2 Materials and Methods

2.1 Materials

The sun-dried, cut roots of Cryptolepis sanguinolenta used in this study were obtained from the Centre for Plant Medicine Research (formally called the Centre for Scientific Research into Plant Medicine), Mampong-Akwapim, Ghana, in August 2012 and were identified at the Plant Development Centre of the institution. Its authenticity was confirmed by Dr. G. H. Sam of the KNUST Herbal Medicine Department and subsequently compared to a voucher specimen KNUST/HM1/2008/L056 at the KNUST Herbal Medicine Department herbarium in Kumasi.

Solvents (reagent grade) were obtained from Fisher Scientific, United Kingdom. Chemicals (reagent grade), except where stated below, were purchased from Merck (Sigma Aldrich), United Kingdom.

2.2 Extraction and Isolation of Cryptolepine (1)

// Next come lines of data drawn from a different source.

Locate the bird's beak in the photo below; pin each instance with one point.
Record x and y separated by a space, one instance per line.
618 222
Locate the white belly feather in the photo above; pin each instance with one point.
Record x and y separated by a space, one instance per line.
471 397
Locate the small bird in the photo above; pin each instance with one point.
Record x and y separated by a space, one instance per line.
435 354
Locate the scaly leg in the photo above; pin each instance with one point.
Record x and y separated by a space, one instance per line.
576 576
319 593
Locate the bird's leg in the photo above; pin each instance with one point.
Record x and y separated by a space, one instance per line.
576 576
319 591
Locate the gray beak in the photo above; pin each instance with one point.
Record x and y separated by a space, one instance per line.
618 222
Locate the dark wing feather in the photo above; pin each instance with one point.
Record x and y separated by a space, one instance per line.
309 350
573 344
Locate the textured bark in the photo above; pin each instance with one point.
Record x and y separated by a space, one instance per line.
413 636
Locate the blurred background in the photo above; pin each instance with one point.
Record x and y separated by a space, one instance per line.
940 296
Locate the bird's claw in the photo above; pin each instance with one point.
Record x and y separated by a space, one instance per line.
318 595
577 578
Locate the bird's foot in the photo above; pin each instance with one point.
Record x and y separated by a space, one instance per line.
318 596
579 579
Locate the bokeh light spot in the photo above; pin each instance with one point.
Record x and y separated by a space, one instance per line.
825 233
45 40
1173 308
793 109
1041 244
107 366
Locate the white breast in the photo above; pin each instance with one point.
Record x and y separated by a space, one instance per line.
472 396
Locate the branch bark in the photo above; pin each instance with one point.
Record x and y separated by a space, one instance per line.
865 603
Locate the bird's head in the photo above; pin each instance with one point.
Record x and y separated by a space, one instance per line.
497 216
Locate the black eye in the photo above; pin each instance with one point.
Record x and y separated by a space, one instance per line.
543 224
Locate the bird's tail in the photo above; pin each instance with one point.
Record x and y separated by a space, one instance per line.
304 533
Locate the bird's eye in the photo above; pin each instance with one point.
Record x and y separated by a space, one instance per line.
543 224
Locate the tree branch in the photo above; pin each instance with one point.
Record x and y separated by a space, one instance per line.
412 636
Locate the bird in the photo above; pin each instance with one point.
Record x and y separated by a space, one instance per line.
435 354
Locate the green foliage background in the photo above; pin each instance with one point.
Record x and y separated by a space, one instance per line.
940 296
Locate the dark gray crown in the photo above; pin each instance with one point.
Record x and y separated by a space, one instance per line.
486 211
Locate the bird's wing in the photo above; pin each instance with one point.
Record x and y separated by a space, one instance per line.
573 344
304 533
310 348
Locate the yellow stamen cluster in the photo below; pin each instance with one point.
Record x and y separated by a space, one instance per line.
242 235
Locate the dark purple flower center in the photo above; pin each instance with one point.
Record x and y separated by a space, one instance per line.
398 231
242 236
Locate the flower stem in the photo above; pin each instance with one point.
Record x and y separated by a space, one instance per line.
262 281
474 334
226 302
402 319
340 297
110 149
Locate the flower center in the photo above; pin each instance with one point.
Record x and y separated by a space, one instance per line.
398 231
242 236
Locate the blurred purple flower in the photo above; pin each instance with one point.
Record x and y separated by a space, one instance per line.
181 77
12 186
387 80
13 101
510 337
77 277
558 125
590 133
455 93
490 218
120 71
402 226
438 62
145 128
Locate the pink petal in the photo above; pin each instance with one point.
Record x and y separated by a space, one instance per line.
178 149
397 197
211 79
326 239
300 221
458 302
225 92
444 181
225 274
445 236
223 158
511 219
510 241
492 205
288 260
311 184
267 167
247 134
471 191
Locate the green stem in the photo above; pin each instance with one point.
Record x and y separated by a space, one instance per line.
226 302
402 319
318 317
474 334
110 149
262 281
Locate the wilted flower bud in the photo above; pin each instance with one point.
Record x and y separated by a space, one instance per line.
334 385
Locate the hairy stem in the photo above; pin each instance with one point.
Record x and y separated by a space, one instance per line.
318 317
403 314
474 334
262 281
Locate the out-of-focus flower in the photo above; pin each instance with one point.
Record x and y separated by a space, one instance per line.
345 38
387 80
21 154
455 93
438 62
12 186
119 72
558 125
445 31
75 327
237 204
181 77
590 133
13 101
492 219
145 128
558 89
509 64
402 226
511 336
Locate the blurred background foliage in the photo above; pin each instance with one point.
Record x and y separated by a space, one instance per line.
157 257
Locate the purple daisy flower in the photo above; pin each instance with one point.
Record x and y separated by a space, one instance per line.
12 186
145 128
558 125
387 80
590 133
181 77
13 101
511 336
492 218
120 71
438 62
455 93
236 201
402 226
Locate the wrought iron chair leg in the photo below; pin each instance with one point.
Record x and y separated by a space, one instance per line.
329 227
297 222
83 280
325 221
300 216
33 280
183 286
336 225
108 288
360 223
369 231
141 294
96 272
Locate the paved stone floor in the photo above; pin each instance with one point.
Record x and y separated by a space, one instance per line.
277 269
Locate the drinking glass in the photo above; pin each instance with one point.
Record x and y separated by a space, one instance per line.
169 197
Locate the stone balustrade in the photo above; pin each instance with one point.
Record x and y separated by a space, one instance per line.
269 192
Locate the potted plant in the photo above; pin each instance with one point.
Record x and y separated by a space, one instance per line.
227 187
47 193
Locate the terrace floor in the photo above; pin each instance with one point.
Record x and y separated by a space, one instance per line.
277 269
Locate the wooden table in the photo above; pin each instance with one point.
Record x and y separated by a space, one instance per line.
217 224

Dried, powdered roots of C. sanguinolenta (50 g) were extracted with ethyl acetate in a Soxhlet extractor until the solvent returning to the flask became colorless. The plant material was removed from the Soxhlet, allowed to dry, moistened with ammonium hydroxide solution, 35% (25 ml), and returned to the Soxhlet extractor, and extraction was repeated with ethanol until the returning solvent was no longer reddish purple in color. The experiments were also carried out using chloroform as both the first and second solvent. The extract was filtered (VWR qualitative filter paper 413) to remove particles of the plant material, concentrated under reduced pressure using a rotary evaporator (45°C), and dried in vacuo at 30°C. The residue was acidified with citric acid solution (10% w/v in ethanol) and then refluxed with the addition of sufficient ethanol to just dissolve the residue. The solution was filtered hot, concentrated using a rotary evaporator to approximately 50 ml, and then placed in a freezer at −18°C for 24–48 h. The mother liquor was carefully removed; the crystallized cryptolepine citrate was washed with a small quantity of cold ethanol and then dried in vacuo. A second batch of crystals was obtained in the same way following the concentration of the remaining mother liquor to a small volume.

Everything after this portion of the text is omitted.